When the game’s full size is about 45GB on other platforms, getting this down to 32GB is nuts – what sorcery went into making this work?

Well, it’s a sorcery [laughs]. But one thing is textures – you want to make sure that textures work well within the resolutions that you have. Secondly, you can get rid of some of the very detailed models because you don’t need to have them for 720p. You can also recompress cutscenes for 720p. So step by step up, you get some space, and we also work with a bit of the audio and a few other of those areas.

Was there ever a conversation on excluding the DLC in order to make sure everything fit on the card, or just going for a smaller cheaper card and putting the rest of the content for download?

For us, it was always about bringing the full experience, believing in getting the full game, having all the DLC, everything that we’ve released so far. It’s all about this consistency – we want to make sure that you can actually play the whole adventure, and not just part of it. There would be no point otherwise. Obviously, we know how expensive it is for the cards, but we want to make sure that whoever buys the game can enjoy it straight away, and not everyone has internet access. It’s what we promised to deliver.

There’s feedback regarding the graphics being obviously not similar to what you’re going to get on the other platforms, though having played it for myself, it runs beautifully. How do you respond to those concerns and criticisms?

The way I perceive The Witcher myself is it’s a huge open world RPG with story, quests, great gameplay, and all of the standards that is essential to what we do as CD Projekt. We still want to achieve visual fidelity, but this is also a way to convey a story rather than a goal in itself. We wanted to make sure that we are in a position where the experience that you get on a Switch is the same experience that you get on other platforms. We don’t have a question whether this is fun to play or not. It’s the same critically acclaimed game that everyone knows.

The Witcher 3 Switch

What was your favourite part of the porting process?

I think the best and most fun part of all was actually taking the first build and then going around the studio with the Switch, giving it to people [laughs]. We’ve seen it on the other platforms but now this is it, we’re bringing it to the team, giving it to them, seeing their reaction, knowing they can now enjoy playing it on the go!

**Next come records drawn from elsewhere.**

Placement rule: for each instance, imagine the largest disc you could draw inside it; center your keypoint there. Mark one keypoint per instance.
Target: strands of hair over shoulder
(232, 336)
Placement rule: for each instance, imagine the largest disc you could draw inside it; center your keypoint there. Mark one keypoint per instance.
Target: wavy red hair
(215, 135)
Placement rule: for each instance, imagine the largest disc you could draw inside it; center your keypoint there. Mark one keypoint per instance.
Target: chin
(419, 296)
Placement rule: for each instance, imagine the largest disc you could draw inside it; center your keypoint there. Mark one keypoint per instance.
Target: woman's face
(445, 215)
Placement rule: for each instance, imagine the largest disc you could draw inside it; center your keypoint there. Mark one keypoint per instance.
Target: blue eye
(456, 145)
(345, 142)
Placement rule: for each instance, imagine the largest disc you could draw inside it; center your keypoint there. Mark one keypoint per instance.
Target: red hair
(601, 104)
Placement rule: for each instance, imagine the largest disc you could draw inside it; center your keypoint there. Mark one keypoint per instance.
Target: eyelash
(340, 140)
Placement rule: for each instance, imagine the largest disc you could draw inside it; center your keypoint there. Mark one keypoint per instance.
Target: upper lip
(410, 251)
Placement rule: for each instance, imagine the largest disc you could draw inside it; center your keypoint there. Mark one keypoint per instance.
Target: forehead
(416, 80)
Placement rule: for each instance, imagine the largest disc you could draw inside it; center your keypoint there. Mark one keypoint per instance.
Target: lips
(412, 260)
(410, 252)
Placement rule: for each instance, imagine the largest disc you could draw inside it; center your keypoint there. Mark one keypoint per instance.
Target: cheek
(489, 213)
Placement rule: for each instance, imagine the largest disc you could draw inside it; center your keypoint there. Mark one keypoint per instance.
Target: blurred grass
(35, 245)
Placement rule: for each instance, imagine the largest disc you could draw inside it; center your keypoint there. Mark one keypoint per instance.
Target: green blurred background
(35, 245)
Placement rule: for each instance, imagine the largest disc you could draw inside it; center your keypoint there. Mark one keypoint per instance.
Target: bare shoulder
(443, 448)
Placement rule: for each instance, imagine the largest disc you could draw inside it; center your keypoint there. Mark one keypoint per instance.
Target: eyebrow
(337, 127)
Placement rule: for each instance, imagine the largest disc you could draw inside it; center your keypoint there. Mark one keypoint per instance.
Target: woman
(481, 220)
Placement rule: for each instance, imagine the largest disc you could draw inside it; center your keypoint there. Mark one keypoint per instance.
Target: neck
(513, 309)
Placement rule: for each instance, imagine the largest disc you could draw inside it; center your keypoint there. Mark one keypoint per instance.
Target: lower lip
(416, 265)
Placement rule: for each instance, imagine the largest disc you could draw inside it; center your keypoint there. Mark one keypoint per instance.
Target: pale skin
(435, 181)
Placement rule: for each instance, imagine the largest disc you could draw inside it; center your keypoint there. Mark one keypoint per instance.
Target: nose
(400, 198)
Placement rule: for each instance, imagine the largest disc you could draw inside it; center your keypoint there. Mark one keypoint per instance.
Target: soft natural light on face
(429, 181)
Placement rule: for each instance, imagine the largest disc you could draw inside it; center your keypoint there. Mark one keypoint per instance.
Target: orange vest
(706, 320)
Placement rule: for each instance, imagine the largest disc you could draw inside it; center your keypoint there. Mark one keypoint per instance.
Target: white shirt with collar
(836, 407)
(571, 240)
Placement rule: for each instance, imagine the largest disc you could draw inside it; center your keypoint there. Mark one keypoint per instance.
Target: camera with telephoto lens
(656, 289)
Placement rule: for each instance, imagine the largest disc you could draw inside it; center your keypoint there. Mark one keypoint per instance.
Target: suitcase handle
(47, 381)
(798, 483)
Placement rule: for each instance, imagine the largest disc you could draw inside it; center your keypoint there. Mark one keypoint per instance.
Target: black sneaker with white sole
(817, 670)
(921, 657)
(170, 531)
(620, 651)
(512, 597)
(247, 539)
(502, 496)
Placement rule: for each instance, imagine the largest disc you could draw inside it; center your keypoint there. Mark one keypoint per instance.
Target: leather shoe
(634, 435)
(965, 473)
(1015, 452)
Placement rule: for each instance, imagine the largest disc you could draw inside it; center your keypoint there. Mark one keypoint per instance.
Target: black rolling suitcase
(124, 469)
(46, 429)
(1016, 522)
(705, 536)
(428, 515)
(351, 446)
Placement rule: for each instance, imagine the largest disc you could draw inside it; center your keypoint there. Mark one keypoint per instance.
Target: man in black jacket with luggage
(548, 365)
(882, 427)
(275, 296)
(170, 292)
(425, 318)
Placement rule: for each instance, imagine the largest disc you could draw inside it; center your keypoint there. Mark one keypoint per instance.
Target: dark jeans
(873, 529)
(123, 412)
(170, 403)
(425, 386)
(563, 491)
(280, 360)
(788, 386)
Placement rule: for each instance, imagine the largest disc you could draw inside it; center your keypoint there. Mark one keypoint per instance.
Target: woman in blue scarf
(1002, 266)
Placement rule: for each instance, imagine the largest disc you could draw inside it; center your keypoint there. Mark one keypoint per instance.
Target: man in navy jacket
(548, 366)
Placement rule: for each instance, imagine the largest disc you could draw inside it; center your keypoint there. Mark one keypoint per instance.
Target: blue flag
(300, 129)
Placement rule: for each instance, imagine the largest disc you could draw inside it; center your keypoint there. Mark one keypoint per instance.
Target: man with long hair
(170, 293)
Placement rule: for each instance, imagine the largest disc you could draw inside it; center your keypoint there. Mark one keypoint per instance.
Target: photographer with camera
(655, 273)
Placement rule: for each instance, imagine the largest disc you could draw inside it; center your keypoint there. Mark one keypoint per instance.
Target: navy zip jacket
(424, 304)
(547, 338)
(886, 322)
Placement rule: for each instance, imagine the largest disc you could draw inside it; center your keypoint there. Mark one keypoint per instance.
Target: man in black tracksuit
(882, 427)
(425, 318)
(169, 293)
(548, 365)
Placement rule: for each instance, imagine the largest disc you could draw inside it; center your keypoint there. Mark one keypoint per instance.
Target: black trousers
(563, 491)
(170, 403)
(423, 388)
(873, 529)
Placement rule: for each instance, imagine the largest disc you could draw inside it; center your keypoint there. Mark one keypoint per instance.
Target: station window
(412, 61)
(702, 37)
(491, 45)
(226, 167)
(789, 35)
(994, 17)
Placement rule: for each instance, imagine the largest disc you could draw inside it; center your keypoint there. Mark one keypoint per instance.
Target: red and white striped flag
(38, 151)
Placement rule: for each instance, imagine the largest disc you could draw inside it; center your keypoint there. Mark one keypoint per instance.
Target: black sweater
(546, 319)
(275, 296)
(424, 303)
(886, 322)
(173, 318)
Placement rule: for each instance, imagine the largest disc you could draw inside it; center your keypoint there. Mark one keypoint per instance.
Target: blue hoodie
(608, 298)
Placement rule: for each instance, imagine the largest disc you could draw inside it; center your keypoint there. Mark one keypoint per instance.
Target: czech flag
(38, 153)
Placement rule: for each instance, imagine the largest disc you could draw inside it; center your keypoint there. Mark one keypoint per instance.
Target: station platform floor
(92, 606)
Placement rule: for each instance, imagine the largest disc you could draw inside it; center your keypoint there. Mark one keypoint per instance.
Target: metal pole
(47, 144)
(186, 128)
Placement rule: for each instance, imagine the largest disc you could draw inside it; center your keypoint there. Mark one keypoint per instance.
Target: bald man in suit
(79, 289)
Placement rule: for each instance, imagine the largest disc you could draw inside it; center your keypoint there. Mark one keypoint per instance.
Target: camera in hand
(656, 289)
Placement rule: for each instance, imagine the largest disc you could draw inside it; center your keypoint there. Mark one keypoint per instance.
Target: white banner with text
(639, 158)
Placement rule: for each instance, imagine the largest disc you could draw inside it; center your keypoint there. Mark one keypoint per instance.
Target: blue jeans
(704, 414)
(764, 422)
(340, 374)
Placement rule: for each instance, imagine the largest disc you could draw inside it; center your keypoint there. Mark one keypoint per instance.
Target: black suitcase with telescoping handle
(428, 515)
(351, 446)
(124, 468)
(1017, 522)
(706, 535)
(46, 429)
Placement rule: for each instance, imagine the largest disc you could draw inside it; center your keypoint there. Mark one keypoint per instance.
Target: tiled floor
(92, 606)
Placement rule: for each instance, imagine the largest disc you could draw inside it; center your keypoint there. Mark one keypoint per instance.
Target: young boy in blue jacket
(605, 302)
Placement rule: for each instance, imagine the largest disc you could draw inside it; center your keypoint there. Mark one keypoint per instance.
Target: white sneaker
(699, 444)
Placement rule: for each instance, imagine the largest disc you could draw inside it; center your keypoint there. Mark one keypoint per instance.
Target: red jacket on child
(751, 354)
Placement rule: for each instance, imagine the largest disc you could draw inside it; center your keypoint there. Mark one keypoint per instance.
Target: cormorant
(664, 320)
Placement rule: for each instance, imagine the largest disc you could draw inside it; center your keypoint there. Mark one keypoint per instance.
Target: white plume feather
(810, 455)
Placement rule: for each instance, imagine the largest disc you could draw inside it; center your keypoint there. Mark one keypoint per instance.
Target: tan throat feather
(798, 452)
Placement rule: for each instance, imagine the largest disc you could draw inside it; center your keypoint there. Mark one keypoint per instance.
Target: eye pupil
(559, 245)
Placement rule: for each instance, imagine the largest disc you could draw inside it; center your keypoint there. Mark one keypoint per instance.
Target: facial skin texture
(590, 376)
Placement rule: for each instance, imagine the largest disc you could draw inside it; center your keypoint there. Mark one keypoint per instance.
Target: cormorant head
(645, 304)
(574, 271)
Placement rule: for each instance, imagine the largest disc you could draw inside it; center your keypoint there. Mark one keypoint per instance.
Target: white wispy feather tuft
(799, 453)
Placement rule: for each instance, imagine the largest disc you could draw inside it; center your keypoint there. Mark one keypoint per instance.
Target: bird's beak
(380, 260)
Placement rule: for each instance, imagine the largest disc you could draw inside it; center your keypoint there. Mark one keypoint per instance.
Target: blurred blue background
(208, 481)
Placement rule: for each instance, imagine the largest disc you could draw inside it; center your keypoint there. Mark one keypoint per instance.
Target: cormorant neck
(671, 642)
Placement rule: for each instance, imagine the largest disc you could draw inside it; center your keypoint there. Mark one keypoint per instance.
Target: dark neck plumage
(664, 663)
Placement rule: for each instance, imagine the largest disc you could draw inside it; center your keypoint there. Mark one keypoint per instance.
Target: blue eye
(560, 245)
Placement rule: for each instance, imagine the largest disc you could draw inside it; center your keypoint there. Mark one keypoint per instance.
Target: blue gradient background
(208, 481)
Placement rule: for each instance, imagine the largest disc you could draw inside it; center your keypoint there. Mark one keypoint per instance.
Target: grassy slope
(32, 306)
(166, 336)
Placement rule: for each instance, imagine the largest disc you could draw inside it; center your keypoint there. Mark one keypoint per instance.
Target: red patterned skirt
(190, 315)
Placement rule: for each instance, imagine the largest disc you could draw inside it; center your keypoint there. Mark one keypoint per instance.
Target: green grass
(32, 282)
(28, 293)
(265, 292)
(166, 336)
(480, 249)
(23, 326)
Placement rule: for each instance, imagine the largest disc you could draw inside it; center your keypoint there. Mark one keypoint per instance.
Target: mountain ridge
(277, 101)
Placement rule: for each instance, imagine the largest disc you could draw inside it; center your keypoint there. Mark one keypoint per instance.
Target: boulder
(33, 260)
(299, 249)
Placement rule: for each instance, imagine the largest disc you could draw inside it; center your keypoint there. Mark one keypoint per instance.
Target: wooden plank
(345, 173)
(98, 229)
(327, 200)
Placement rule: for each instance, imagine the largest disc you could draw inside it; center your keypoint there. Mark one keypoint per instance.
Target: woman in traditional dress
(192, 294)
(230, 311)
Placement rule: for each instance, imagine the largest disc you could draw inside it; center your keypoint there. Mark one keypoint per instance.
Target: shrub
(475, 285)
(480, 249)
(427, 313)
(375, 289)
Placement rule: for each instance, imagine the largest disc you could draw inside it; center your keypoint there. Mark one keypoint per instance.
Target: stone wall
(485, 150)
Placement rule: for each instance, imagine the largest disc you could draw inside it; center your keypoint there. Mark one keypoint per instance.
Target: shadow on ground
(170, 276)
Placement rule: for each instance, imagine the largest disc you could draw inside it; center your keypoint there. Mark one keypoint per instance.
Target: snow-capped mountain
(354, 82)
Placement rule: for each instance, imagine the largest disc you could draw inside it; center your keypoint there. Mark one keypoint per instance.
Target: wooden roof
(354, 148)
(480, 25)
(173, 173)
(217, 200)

Were there any particular elements you tweaked specifically for handheld mode?

Definitely the user interface. We wanted to make sure that whatever you do in the game, it’s big enough, visible and readable enough, so we spent some time tweaking it and making sure that it’s there. But it also switches between, so when you dock the game, you’ll see that it comes back to the more standard layout. We were considering additional things like touchscreen management, but we’re also thinking whether this would make sense or not. We want to make sure there is a consistent experience between the platforms.

Unlike other high-profile third-party Switch ports like Skyrim, Rocket League and Diablo, there’s surprisingly no Nintendo content or Easter egg in there. Was that something you considered or would Link’s gear have messed with the world of The Witcher?

Of course, the idea occurred to us, but it’s all about the consistency of experience. The main focus was on making sure that this is the same version we have.

Assuming that this port is going to be very successful, are there plans to continue bringing games to Switch, whether that’s future or legacy content, e.g. the first two Witcher games?

Those questions will be difficult for me to answer. Definitely, we have learned a lot about the platform, but what the future will bring, it’s hard to say. That’s more of a question for our business management guys. Right now, we are focusing on making sure Cyberpunk 2077 is ready [note: none of us believe this is coming to Switch, but never say never].